In the Barber case (17 May 1990), the ECJ ruled that occupational pensions were deferred pay and, as such, schemes were required to treat men and women equally. As a result schemes “equalised” their retirement ages, often at age 65, and adjusted their benefits accordingly. However, as the rules governing GMPs are set out under legislation, there was some doubt as to whether Barber applied to GMPs.
Where any inequality is the result of legislation, there has also been uncertainty as to whether there is a need for a “comparator” – namely, a worker of the opposite sex who is being treated more favourably. The Government’s view is that European case law does not require a comparator where state legislation (in this case the UK’s unequal state retirement ages and its effect on GMPs) is at issue.
The proposed equalisation method involves a one-off calculation and actuarial comparison of the benefits a man and woman would have, with the greater of the two converted into an ordinary scheme benefit under the legislative facility for converting GMPs. It should be noted that, under the current proposals, a GMP cannot be converted into DC benefits. This will cause difficulties for DC schemes with GMP underpins.
In the Response, the Government makes clear that it does not intend to require schemes to equalise GMPs using this method, nor does it consider it appropriate to provide a “safe harbour” in respect of the proposed methodology. “It is for the trustees of a scheme to decide what, if any, action is needed for their scheme to provide equal pension benefits”.
The Government will be considering certain issues with the industry working group (which was set up back in 2012 to help to look at potential methods for GMP equalisation) to determine what, if any, particular action should be taken.

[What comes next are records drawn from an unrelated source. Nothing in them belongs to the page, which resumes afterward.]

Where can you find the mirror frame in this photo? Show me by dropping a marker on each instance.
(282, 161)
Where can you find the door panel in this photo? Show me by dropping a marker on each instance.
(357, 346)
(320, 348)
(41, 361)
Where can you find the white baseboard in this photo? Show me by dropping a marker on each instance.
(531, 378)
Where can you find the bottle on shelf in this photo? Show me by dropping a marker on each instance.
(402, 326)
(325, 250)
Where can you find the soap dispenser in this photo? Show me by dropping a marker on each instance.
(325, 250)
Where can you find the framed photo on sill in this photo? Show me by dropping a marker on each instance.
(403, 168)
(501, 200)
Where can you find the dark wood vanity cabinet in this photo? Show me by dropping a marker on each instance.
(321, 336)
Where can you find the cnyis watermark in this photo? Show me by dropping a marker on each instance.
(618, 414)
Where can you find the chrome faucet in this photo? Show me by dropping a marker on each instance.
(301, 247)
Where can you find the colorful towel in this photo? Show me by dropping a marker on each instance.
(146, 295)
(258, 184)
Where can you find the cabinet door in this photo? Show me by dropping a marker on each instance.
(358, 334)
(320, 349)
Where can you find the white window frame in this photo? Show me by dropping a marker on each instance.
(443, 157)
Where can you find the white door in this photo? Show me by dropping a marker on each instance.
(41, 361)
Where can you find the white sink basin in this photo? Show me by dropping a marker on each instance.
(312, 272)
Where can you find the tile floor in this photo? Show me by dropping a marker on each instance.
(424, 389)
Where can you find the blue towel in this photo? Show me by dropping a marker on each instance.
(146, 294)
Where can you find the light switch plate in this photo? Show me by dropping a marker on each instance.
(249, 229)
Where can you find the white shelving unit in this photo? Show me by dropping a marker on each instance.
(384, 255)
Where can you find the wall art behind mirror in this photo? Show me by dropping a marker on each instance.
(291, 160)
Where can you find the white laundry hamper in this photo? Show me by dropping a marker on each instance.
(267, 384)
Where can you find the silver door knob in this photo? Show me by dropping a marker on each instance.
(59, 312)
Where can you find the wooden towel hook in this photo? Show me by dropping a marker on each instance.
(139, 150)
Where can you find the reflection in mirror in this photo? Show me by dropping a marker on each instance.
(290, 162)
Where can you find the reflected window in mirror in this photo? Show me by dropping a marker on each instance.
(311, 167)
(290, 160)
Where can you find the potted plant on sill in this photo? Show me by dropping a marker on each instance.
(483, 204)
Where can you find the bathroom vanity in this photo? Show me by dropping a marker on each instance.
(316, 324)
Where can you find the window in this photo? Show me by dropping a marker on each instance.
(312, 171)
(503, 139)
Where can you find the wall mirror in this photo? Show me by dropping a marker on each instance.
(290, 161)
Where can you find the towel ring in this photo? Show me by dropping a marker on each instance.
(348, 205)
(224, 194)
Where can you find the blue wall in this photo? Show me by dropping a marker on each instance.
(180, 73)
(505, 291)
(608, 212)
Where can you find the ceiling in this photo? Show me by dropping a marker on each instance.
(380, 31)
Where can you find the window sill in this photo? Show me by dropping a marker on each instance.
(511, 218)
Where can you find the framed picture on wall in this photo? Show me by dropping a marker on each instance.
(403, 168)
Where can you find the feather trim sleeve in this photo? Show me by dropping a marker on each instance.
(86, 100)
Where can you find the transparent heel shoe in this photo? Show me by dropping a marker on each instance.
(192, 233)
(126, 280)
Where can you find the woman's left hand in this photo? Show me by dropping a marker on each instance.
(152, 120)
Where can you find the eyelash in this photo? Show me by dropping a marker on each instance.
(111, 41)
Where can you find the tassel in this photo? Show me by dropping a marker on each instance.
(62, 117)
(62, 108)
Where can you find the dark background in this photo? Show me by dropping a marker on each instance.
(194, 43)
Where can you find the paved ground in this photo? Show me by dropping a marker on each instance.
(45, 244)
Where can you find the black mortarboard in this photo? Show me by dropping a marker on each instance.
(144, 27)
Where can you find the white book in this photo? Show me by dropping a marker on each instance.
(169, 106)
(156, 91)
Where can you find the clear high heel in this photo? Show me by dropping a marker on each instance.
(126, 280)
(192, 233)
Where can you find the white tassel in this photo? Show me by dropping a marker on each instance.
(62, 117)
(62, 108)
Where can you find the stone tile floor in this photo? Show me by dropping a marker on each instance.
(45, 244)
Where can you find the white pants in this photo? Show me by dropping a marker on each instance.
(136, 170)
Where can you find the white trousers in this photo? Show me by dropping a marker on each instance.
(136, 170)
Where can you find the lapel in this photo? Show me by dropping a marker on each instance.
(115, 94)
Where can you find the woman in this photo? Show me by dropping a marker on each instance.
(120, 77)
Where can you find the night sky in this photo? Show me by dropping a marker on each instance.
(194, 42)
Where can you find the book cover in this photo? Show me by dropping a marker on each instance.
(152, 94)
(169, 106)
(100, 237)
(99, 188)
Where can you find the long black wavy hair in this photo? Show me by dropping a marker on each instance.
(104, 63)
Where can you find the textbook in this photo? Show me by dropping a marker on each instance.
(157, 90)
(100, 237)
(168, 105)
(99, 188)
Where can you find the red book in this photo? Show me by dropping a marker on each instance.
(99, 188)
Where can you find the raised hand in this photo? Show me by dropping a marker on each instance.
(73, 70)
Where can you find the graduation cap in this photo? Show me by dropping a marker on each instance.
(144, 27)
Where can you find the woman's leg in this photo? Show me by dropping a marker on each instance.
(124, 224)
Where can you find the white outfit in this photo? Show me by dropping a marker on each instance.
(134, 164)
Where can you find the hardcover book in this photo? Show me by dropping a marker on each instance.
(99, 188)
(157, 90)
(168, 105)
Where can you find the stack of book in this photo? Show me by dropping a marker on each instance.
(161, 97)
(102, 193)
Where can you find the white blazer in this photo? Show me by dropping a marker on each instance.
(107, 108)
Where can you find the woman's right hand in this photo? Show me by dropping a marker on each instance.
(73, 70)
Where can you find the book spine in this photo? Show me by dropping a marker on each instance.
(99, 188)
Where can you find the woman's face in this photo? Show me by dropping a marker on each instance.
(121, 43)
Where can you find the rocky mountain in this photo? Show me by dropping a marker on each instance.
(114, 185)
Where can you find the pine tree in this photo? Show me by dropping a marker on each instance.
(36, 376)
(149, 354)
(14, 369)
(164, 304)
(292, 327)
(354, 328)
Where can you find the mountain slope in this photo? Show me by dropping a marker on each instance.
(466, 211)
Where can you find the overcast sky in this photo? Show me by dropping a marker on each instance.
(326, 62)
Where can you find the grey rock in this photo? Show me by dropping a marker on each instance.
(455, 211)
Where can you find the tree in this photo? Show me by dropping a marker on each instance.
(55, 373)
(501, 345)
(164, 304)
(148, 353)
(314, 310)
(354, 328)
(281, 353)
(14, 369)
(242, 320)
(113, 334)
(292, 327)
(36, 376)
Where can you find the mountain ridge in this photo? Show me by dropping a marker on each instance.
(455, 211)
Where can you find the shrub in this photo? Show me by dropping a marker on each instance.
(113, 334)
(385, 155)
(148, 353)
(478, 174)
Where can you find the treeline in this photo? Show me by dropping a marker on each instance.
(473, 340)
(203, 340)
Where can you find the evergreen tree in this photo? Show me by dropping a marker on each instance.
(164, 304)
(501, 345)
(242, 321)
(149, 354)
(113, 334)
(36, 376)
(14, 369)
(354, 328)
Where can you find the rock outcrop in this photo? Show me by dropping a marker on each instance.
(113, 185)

For example:
- whether tolerance (de-minimis) levels should be adopted when deciding which members should be selected for full conversion
- where responsibility should fall where a scheme has already transferred or bought-out GMPs (ie. on the transferring scheme, the receiving scheme or the annuity provider?)
- what method should be used for valuing benefits?

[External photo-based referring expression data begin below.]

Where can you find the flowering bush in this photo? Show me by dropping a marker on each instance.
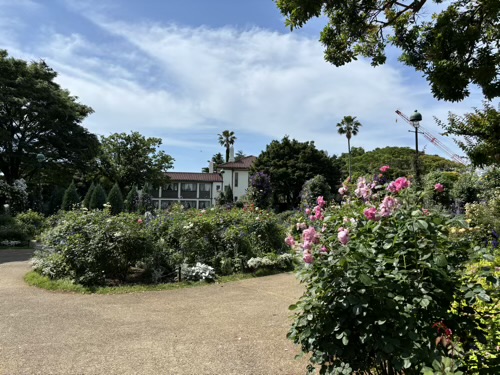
(379, 272)
(200, 272)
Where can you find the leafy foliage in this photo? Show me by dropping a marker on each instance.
(456, 47)
(98, 198)
(227, 139)
(478, 134)
(115, 199)
(290, 164)
(132, 200)
(71, 198)
(38, 116)
(380, 272)
(129, 159)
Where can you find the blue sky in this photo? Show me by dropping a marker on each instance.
(185, 70)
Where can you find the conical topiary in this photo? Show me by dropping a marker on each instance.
(145, 201)
(132, 200)
(115, 199)
(86, 200)
(98, 198)
(71, 197)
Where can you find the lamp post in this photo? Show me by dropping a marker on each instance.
(415, 119)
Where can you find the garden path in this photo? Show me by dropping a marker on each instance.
(234, 328)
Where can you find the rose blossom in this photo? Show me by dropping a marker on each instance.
(343, 235)
(439, 187)
(371, 214)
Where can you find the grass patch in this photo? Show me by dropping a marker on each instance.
(64, 285)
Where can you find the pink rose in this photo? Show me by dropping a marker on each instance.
(290, 241)
(343, 235)
(439, 187)
(321, 202)
(308, 258)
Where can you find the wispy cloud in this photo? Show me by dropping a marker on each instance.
(186, 84)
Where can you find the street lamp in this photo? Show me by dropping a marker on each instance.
(40, 158)
(415, 119)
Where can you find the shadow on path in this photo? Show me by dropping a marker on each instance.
(15, 255)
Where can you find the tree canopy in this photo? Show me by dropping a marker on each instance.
(479, 134)
(457, 46)
(132, 159)
(400, 160)
(290, 164)
(37, 117)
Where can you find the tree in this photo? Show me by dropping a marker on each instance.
(88, 196)
(456, 47)
(350, 127)
(98, 198)
(479, 134)
(290, 164)
(145, 201)
(217, 159)
(132, 200)
(399, 159)
(37, 116)
(71, 198)
(115, 199)
(130, 159)
(239, 155)
(227, 139)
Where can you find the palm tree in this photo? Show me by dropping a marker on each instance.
(227, 139)
(350, 127)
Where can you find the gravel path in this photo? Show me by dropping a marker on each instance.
(235, 328)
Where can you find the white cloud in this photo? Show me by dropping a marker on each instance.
(187, 84)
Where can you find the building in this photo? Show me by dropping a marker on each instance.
(236, 174)
(200, 190)
(192, 190)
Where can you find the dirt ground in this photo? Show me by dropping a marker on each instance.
(234, 328)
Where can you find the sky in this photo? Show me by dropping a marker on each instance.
(186, 70)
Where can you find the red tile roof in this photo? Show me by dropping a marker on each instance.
(243, 163)
(193, 176)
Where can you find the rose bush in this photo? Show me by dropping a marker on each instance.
(380, 270)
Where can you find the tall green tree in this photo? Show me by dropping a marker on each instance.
(227, 139)
(37, 116)
(132, 200)
(350, 127)
(289, 164)
(98, 198)
(478, 134)
(455, 47)
(115, 199)
(71, 198)
(130, 159)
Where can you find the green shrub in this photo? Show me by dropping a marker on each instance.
(32, 222)
(145, 201)
(381, 274)
(71, 198)
(98, 198)
(88, 196)
(91, 246)
(132, 201)
(115, 199)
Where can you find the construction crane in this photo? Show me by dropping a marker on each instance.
(434, 140)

More generally, they will also consider what further changes might be necessary to the proposed methodology and to legislation to enable schemes to convert benefits more easily.

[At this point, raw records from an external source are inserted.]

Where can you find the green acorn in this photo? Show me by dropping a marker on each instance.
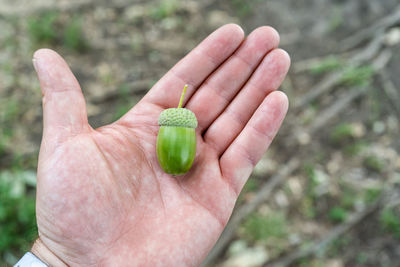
(176, 140)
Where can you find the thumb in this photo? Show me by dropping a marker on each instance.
(64, 107)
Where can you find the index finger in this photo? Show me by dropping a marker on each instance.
(195, 67)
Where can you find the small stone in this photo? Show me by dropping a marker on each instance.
(250, 257)
(378, 127)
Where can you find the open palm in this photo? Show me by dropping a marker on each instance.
(102, 198)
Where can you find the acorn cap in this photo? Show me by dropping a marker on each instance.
(178, 117)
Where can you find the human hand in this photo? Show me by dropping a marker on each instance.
(102, 198)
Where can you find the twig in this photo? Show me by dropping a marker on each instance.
(265, 192)
(338, 106)
(335, 78)
(382, 202)
(327, 239)
(262, 195)
(390, 91)
(370, 31)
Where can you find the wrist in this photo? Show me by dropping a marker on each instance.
(41, 251)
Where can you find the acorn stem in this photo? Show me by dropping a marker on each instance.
(182, 96)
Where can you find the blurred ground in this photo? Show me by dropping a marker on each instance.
(327, 193)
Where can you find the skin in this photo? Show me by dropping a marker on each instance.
(102, 198)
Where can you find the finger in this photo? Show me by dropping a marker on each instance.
(221, 87)
(64, 108)
(246, 150)
(196, 66)
(266, 79)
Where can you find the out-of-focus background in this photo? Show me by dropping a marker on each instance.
(327, 193)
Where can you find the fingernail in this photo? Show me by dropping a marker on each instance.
(34, 62)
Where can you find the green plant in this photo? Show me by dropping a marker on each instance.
(358, 75)
(390, 222)
(176, 139)
(337, 214)
(328, 64)
(42, 28)
(74, 37)
(341, 132)
(264, 227)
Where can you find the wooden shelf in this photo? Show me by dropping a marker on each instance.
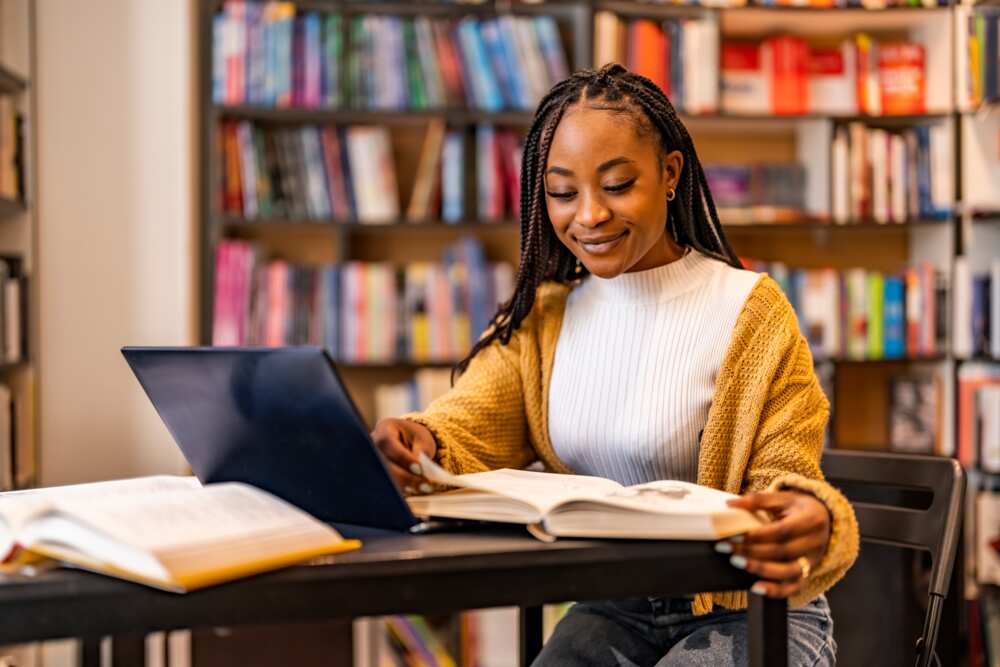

The Government is also working with HMRC to:
- ensure any future communications regarding contracting-out take into account the fact that some schemes may have undertaken GMP conversions
- consider how GMP conversion may impact on an individual’s tax arrangements.
The initial DWP consultation covered several minor changes to contracting-out legislation. The Government has chosen to take more time to think about most of these and will consult in the future on any particular proposals. However, it has decided to:
- give HMRC discretion, where specific conditions are met, in relation to the notification of payment of a contributions equivalent premium or “CEP”
- remove the 0.5% premium for fixing the revaluation rate for GMPs. This results in an overall new fixed rate revaluation for those leaving pensionable service after 5 April 2017 of 3.5%.
Regulatory restrictions prevent a formerly contracted-out scheme from making a bulk transfer without member consent to a receiving scheme which has never been contracted-out. This used to be resolved by the receiving scheme contracting out for a short period and thereby becoming a formerly contracted-out scheme. But, since the end of contracting-out, this workaround is no longer available.
This issue was flagged with the Government before last year’s consultation and was raised again by respondents. The Government is considering the issues and hopes to be in a position to consult on any proposed changes by autumn 2017.
The Government will be undertaking further work with the industry working group and intends to set out a more definite timeline for publishing guidance and potentially amending legislation on GMP conversion as soon as it is in a position to do so.